Андрей протянул ему коробок. Борис Иванович взял спички и принялся подбрасывать коробок на ладони, уставившись куда-то мимо Подберезского.
– Иваныч, – позвал Андрей, испытывая желание помахать ладонью перед глазами Комбата, – а Иваныч! Ты поджигать будешь или нет?
– Зря мы оттуда уехали, – совсем невпопад ответил Борис Иванович и снова замолчал.
Подберезский прихлопнул спикировавшего на его плечо крупного слепня, вынул сигареты и закурил, с интересом косясь на Бориса Ивановича. Через своего адвоката он уже предпринял определенные шаги к розыску Бакланова по официальным каналам, но сильно сомневался в том, что такие розыски дадут хоть какой-то результат. Андрей был согласен с Борисом Ивановичем: если Бакланов еще не умер, найти его могли только они.
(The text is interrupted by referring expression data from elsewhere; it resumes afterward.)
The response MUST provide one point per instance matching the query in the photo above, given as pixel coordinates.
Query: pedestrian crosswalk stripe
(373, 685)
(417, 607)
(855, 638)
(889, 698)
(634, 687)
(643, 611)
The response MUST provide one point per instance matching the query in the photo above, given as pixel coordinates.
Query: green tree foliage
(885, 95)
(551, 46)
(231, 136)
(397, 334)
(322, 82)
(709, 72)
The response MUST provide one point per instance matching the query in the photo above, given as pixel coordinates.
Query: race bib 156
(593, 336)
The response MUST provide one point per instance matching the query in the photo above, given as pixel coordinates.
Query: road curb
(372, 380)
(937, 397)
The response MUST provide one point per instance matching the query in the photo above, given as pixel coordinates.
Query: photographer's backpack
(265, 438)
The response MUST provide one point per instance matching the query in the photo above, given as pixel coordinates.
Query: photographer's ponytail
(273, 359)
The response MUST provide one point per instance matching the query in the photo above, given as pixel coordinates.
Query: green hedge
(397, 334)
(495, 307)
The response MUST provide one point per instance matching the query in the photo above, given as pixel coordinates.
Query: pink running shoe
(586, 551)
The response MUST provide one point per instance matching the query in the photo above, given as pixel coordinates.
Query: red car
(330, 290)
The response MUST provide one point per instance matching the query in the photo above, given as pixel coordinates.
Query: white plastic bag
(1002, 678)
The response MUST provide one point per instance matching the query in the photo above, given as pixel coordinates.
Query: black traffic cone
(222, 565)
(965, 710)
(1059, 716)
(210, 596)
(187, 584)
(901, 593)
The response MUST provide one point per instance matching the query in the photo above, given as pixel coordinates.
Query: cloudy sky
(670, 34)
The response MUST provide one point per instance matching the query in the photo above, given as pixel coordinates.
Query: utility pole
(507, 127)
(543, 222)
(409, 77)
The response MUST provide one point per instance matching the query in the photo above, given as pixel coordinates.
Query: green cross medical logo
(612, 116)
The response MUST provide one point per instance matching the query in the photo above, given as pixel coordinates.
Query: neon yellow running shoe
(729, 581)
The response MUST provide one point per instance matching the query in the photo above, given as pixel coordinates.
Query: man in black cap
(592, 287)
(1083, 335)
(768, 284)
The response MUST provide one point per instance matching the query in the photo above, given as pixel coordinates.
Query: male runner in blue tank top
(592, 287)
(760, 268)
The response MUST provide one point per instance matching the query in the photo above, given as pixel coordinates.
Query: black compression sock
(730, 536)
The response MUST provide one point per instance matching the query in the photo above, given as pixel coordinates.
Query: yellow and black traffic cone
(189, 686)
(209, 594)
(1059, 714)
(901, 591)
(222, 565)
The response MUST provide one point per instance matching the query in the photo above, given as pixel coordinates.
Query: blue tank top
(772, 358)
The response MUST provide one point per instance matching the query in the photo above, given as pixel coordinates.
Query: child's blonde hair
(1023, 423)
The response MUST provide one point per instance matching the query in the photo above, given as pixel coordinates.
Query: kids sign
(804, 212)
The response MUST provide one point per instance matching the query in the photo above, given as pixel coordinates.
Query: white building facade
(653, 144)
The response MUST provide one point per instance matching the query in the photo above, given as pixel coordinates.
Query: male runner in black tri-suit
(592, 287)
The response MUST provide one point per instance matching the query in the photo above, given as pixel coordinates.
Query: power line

Непонятно только, как и где именно искать и что делать с подпиской о невыезде.
– У-у, твари! – вдруг сказал Борис Иванович, легко вскочил и, коротко размахнувшись, швырнул топор в сторону стоявшей над рекой березовой рощицы.
До ближайшей березы было не меньше двадцати метров, но топор с глухим стуком вонзился в дерево на высоте человеческого роста, уйдя в ствол по самый обух.
– Вот молодец, – похвалил Подберезский. – Хрен ты его теперь оттуда достанешь.
– Березки, – словно не слыша его, с яростным напором сказал Борис Иванович, – кузнечики… Шашлычки, водочка, разговорчики.., жизнь в полосочку, мать ее так! Собирайся, поехали отсюда на хрен!
– Куда? – удивился Андрей.
– В Йошкар-Олу!
– А мясо, Иваныч! Мясо-то как же?
– По дороге сожрешь!
Они поспорили. Немного поостыв, Борис Иванович согласился, что пороть горячку не следует. День уже почти закончился, все банки закрылись до утра, а отправляться в путь неподготовленными, без денег в кармане, было, по меньшей мере, неразумно. Они решили подождать до утра, утрясти свои финансовые и иные дела и ближе к полудню выехать в Йошкар-Олу на машине Бориса Ивановича. После этого Подберезский отобрал у Комбата спички и стал разжигать костер, а Борис Иванович отправился в рощу и вскоре вернулся оттуда, держа в руке обломок топорища.
– Говно магазинное, – прокомментировал он, бросая топорище в огонь. – Топора жалко. Хороший был топор.
– Лично мне жаль березы, – ответил Андрей, – На то ты и Подберезский, – вяло пошутил Комбат и тяжело уселся в сторонке.